The list, which was set up in 2017 after revelations of widespread tax evasion and avoidance schemes, now includes 12 jurisdictions.
Adding financial centers like the Cayman Islands and Panama marks a shift for the EU. Several reviews had left on the list mostly Pacific and Caribbean islands with almost no financial relation with the EU – drawing criticism for being too lenient on tax havens.
The other listed jurisdictions are Fiji, Oman, Samoa, Trinidad and Tobago, Vanuatu and the three U.S. territories of American Samoa, Guam, and the U.S. Virgin Islands.
Those on the blacklist face reputational damages, higher scrutiny in their financial transactions and risk losing EU funds.
The eastern African archipelago of the Seychelles was added to the blacklist because it has a “harmful preferential tax regime,” the EU document said.
Panama, which is already blacklisted for money-laundering shortfalls by the Financial Action Task Force, a global watchdog, was added to the EU list because of shortcomings over exchanges of tax information. The Pacific island of Palau was blacklisted for similar reasons.
The Cayman Islands, a British overseas territory in the Caribbean, was listed because investment funds based there do not reflect real economic activity on the archipelago, the document said. That could lead to investment vehicles being created solely to reduce taxes in other jurisdictions.

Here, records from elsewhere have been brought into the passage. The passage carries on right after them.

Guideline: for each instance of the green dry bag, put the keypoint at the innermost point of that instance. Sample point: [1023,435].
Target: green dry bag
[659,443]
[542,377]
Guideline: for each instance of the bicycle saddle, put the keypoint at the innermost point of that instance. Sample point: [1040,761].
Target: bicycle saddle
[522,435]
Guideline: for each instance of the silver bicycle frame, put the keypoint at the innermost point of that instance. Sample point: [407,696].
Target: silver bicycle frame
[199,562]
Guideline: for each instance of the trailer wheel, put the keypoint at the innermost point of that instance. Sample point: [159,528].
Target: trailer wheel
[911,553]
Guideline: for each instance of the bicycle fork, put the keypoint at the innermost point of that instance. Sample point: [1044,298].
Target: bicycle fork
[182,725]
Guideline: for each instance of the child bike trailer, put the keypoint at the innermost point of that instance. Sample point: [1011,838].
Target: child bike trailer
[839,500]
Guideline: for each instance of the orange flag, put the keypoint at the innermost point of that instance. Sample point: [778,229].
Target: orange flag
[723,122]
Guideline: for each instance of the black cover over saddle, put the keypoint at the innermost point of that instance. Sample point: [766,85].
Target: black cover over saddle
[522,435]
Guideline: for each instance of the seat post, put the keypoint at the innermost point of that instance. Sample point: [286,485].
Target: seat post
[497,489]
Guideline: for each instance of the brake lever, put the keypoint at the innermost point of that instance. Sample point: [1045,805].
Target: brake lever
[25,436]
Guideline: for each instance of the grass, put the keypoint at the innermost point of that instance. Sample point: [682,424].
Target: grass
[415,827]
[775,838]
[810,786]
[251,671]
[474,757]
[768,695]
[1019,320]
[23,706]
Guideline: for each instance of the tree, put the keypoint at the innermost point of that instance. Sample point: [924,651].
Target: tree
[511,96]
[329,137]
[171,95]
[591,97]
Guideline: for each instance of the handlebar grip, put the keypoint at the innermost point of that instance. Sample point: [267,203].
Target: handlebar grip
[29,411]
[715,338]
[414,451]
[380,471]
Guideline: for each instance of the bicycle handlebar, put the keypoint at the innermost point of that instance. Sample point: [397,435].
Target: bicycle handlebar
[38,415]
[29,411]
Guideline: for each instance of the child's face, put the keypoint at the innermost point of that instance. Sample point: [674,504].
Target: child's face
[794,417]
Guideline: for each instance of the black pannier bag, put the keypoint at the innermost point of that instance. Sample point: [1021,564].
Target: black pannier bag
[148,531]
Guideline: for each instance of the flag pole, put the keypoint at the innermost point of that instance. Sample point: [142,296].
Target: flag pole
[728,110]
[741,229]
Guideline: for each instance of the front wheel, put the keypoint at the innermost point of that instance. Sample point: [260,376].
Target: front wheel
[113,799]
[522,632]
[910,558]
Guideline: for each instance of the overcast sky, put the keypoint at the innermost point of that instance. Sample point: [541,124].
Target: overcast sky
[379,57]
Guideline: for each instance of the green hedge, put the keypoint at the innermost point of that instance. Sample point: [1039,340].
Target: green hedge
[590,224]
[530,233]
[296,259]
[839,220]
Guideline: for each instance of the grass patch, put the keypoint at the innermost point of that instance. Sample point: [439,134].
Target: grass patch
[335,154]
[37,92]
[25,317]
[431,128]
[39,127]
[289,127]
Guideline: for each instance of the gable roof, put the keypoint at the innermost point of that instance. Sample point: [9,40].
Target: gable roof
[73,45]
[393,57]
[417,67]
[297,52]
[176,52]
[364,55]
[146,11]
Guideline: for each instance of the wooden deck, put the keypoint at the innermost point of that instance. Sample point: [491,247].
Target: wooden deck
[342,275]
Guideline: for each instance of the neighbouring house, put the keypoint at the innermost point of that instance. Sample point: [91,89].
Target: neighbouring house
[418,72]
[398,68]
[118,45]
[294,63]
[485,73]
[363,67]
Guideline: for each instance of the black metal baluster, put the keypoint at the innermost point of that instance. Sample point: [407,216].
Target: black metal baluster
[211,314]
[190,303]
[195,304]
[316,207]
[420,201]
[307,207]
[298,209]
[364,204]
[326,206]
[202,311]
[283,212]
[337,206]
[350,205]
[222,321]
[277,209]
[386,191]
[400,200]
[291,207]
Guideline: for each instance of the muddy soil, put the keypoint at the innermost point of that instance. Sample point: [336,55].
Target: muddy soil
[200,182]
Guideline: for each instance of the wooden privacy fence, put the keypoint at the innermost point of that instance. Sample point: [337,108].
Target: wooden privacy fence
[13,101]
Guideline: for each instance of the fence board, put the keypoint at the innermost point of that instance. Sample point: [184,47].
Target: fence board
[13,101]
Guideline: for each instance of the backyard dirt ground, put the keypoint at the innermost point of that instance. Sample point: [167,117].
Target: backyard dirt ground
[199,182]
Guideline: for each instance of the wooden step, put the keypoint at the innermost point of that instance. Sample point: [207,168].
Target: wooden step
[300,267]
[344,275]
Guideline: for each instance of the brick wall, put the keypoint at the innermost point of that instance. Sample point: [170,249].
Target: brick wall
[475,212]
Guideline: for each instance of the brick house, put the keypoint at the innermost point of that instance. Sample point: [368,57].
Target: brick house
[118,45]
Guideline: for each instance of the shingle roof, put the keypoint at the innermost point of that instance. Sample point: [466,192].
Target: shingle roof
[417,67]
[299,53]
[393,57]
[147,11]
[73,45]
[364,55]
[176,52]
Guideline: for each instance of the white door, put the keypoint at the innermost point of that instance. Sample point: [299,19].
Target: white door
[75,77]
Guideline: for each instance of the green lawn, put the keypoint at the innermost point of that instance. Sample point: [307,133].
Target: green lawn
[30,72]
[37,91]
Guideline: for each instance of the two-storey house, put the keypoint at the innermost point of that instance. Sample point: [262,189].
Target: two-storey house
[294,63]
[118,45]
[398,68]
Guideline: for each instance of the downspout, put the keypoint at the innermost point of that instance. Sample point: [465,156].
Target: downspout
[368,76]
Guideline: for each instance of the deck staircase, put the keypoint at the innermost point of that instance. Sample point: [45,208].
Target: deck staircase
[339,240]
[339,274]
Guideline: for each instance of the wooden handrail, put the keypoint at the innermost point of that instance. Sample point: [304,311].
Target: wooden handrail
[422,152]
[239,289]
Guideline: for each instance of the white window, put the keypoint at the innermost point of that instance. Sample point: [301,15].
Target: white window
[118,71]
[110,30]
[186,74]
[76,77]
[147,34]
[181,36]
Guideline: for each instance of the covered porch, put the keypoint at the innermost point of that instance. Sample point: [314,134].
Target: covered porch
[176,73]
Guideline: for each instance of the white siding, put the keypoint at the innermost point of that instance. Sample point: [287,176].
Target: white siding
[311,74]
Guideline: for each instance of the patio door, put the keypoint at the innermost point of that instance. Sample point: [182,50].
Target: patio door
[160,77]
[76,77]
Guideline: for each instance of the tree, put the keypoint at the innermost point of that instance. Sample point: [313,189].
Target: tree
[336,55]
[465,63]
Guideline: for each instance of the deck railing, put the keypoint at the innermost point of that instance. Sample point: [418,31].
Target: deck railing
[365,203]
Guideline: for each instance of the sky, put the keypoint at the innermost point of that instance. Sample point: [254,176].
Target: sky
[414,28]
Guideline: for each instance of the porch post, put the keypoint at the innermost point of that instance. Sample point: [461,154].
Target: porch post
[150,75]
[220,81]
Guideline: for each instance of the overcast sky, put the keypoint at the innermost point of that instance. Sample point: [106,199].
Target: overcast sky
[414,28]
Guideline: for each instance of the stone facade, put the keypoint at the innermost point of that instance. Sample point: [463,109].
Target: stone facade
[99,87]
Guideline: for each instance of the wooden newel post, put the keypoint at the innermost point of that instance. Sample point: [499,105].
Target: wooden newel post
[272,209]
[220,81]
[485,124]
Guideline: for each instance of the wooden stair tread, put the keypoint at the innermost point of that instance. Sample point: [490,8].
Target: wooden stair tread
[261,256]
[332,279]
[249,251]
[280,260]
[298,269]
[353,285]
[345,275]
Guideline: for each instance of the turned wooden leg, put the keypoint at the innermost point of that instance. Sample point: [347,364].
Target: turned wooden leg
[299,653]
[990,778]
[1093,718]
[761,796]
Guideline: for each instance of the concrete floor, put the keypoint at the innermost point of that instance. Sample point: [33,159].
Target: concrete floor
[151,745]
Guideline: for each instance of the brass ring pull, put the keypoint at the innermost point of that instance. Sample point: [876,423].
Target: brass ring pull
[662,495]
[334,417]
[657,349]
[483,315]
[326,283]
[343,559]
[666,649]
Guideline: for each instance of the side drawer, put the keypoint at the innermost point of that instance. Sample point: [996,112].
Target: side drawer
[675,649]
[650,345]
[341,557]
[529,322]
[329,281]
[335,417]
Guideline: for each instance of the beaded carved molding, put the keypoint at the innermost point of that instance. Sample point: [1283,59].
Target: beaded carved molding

In a separate decision, other British overseas territories were deemed fully compliant with EU tax standards and were removed from an EU watchlist.
That infuriated tax transparency activists. “Once again, the EU lets tax havens off the hook,” said Chiara Putaturo of Oxfam, an advocacy group, citing the delisting of Bermuda, the British Virgin Islands and the Bahamas.
Turkey failed to execute automatic transfers of tax information with all EU states but was granted more time to fulfill its commitments, because it has adopted legislative changes to allow data sharing, the EU document said.
The decision irked Cyprus, an EU member state embroiled in a decades-long dispute with Ankara and with which Turkey is not exchanging tax data, EU diplomats said. A spokesman for Cyprus’s foreign minister declined to comment.
Turkey also does not share tax data with Germany, France, the Netherlands, Belgium and Austria, the EU countries with the largest Turkish communities, diplomats said.
Despite these shortcomings, which had been unresolved for years when a deadline lapsed in December, Ankara was given another year to begin data sharing with all 27 EU states.
Two officials said the decision was taken for political reasons, despite the risk that this could undermine the EU listing process. “We should remain aware of the relevance of Turkey in many policy areas which are important to us,” one diplomat said.
The EU depends on Turkey to curb migration from the Middle East and Asia, but the relationship has soured over President Tayyip Erdogan’s crackdown on critics following a failed coup in 2016. It has worsened over Turkey’s gas and oil drilling off the Cyprus coast.